Compare the above two cases with the instant case where the victim or complainant was never taken to hospital with the result that the court a quo was deprived of a medical report in assisting it in appreciating the extent of the injuries if at all. In fact, the State summary clearly says the complainant did not sustain any visible injuries hence the absence of a medical report.

The learned magistrate went to town by emphasizing the fact that the accused had assaulted a police officer who was executing his duties. Accepted, this was aggravatory but one gets the impression that this aspect was erroneously allowed to cloud all the other issues in mitigation of the accused like the accused being a breadwinner, married with 5 children and being a first offender.

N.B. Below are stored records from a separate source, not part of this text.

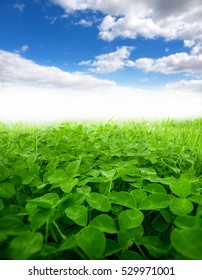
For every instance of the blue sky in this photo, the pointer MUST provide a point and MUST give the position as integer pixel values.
(142, 58)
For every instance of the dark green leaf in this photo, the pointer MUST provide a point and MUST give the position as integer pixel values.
(188, 242)
(72, 168)
(92, 242)
(123, 198)
(26, 245)
(104, 223)
(181, 187)
(7, 190)
(181, 206)
(155, 201)
(98, 202)
(78, 214)
(4, 173)
(130, 219)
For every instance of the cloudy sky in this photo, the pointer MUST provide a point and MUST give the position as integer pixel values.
(97, 59)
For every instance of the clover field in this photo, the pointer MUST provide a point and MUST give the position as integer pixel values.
(116, 191)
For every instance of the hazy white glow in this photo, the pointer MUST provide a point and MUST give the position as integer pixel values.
(32, 104)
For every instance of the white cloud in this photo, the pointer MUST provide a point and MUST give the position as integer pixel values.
(84, 23)
(19, 6)
(186, 85)
(17, 70)
(33, 93)
(170, 19)
(23, 49)
(175, 63)
(110, 62)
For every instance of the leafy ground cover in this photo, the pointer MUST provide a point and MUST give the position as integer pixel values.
(101, 191)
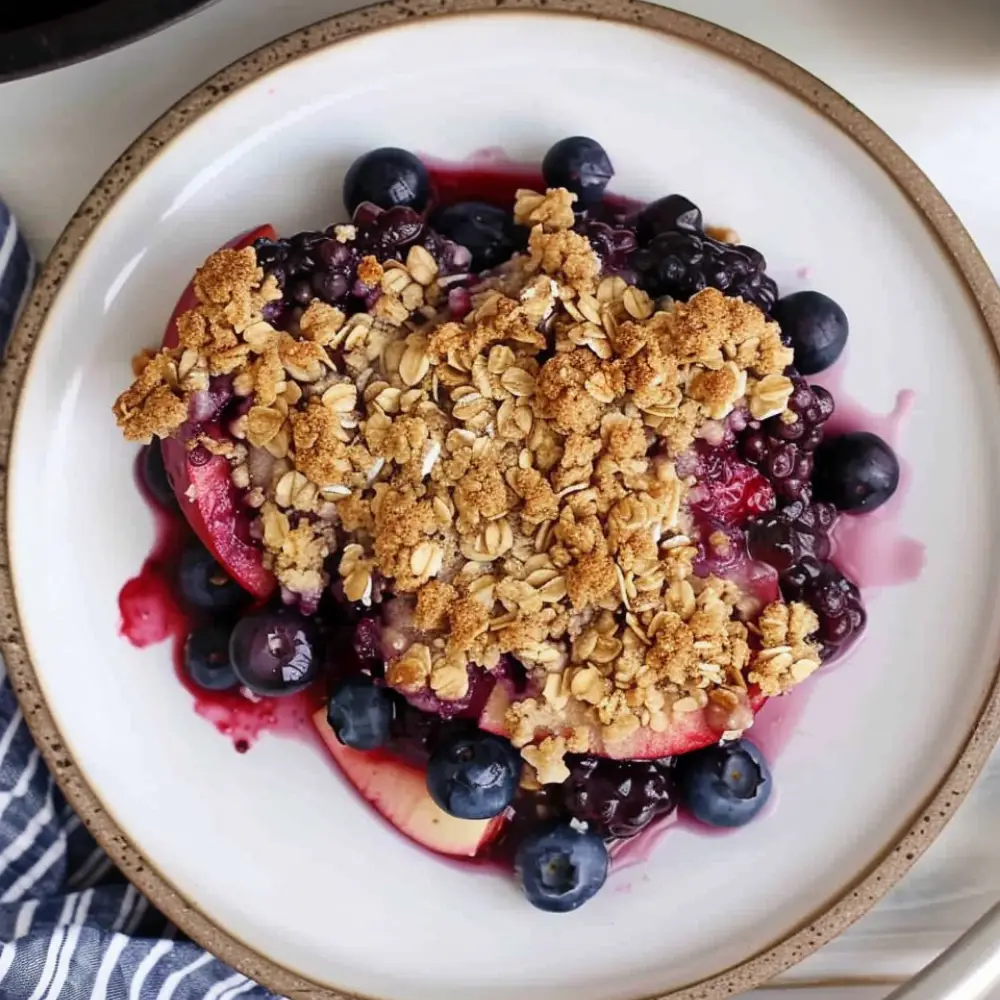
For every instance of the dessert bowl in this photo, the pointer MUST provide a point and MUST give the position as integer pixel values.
(268, 857)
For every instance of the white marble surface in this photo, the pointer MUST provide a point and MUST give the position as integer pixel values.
(927, 71)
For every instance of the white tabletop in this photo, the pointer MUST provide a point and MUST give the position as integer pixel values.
(928, 71)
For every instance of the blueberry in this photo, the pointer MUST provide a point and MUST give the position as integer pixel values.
(724, 785)
(814, 326)
(560, 866)
(666, 215)
(204, 584)
(855, 472)
(473, 775)
(488, 232)
(388, 178)
(275, 652)
(206, 658)
(580, 165)
(360, 713)
(154, 475)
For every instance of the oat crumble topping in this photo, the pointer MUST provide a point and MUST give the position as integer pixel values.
(522, 501)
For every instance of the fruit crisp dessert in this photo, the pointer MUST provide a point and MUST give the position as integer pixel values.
(530, 493)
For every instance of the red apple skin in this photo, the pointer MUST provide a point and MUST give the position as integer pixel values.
(202, 484)
(398, 792)
(690, 732)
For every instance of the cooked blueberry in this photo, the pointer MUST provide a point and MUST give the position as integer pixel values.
(617, 798)
(387, 177)
(855, 472)
(814, 326)
(667, 214)
(580, 165)
(560, 866)
(154, 475)
(724, 785)
(275, 652)
(784, 451)
(473, 775)
(206, 658)
(681, 262)
(360, 713)
(204, 584)
(488, 232)
(835, 599)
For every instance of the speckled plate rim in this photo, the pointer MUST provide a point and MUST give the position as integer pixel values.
(835, 915)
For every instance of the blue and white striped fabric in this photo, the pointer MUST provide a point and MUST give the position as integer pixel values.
(71, 926)
(17, 272)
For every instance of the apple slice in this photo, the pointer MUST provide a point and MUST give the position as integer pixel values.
(688, 732)
(398, 791)
(202, 483)
(189, 300)
(212, 506)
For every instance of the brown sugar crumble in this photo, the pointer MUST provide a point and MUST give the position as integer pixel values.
(521, 501)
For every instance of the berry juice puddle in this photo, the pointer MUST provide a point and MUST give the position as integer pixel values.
(516, 493)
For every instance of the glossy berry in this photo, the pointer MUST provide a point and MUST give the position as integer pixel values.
(729, 490)
(415, 734)
(387, 177)
(724, 785)
(835, 599)
(783, 450)
(667, 215)
(560, 866)
(815, 326)
(580, 165)
(856, 472)
(680, 263)
(319, 265)
(206, 658)
(154, 475)
(360, 712)
(488, 232)
(614, 245)
(204, 584)
(618, 798)
(473, 775)
(784, 537)
(275, 652)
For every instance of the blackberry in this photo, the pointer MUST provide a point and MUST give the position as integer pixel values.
(784, 451)
(784, 537)
(834, 598)
(317, 265)
(680, 263)
(618, 798)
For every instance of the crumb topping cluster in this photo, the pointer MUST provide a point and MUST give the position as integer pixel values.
(520, 500)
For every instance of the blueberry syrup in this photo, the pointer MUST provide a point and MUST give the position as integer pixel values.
(151, 613)
(489, 175)
(871, 549)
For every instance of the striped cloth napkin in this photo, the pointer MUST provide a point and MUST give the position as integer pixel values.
(71, 926)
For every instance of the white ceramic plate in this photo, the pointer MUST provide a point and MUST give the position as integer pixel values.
(273, 847)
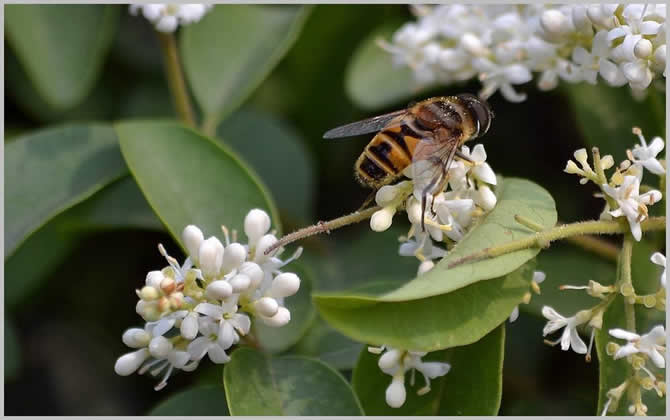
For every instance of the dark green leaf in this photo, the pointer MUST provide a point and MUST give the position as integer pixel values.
(223, 67)
(275, 339)
(372, 80)
(51, 170)
(284, 163)
(258, 385)
(609, 127)
(452, 319)
(61, 47)
(198, 401)
(473, 385)
(190, 179)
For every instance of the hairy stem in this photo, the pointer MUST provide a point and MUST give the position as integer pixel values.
(543, 239)
(175, 78)
(321, 227)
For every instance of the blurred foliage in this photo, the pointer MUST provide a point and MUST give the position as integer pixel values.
(69, 286)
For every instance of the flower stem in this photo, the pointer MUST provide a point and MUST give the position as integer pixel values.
(175, 78)
(543, 239)
(321, 227)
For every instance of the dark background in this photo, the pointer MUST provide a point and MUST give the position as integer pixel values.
(69, 328)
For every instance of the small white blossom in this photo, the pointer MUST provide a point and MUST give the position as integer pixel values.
(659, 259)
(570, 337)
(167, 17)
(396, 363)
(631, 203)
(651, 344)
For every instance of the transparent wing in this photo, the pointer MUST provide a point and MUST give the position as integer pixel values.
(369, 125)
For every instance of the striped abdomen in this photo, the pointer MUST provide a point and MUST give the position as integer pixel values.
(386, 156)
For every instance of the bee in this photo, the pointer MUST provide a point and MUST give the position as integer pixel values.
(427, 135)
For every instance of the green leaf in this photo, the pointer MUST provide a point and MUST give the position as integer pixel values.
(372, 80)
(232, 49)
(61, 47)
(12, 351)
(278, 339)
(566, 264)
(190, 179)
(472, 387)
(285, 164)
(257, 384)
(453, 319)
(329, 346)
(609, 127)
(198, 401)
(51, 170)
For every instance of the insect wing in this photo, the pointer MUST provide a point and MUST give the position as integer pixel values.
(369, 125)
(430, 164)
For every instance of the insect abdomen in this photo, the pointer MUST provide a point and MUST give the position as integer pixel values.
(385, 157)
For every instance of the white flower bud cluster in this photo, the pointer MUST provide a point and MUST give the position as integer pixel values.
(206, 305)
(166, 17)
(504, 44)
(624, 184)
(448, 215)
(396, 363)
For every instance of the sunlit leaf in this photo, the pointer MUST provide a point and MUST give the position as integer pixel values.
(257, 384)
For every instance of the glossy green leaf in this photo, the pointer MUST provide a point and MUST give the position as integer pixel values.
(204, 400)
(222, 66)
(566, 264)
(609, 127)
(372, 80)
(453, 319)
(12, 351)
(278, 339)
(61, 47)
(257, 384)
(190, 179)
(329, 346)
(49, 171)
(284, 164)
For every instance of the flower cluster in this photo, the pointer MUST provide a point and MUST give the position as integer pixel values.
(396, 363)
(206, 305)
(622, 192)
(448, 215)
(504, 44)
(167, 17)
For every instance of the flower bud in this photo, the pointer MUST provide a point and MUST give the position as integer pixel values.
(285, 284)
(256, 224)
(253, 271)
(192, 237)
(382, 219)
(159, 347)
(130, 362)
(240, 283)
(266, 306)
(281, 318)
(395, 393)
(136, 338)
(210, 256)
(234, 255)
(154, 279)
(264, 243)
(189, 326)
(219, 290)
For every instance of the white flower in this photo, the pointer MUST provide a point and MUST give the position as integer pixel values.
(167, 17)
(631, 203)
(652, 344)
(646, 155)
(570, 337)
(659, 259)
(396, 363)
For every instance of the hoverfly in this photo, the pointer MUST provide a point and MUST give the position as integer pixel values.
(427, 134)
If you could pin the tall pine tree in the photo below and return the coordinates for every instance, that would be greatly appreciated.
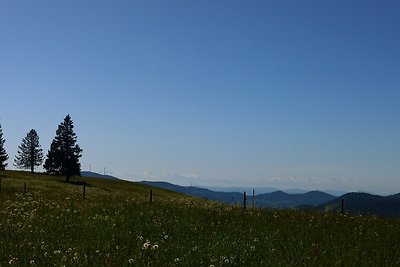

I have noticed that wherever police officers are victims of assault, magistrates generally get excited about it and that that excitement usually results in severe and disproportionate sentences being meted out.

The view that I hold is that an unprovoked assault against any individual be it a young, old person, police officer or any other person for that matter is serious by its very nature. The assailant must be adequately punished. But to send the accused in the instant case to undergo 24 months for this kind of assault is both outrageous and unacceptable. The sentence cannot be justified in any way.

Consequently the sentence of the court a quo is set aside and substituted with the following one:

The accused is fined $150 or in default of payment, one month imprisonment. In addition 3 months imprisonment is suspended for three years on condition that the accused is not convicted within that period of any offence of which assault is an element for which he is sentenced to imprisonment without the option of a fine.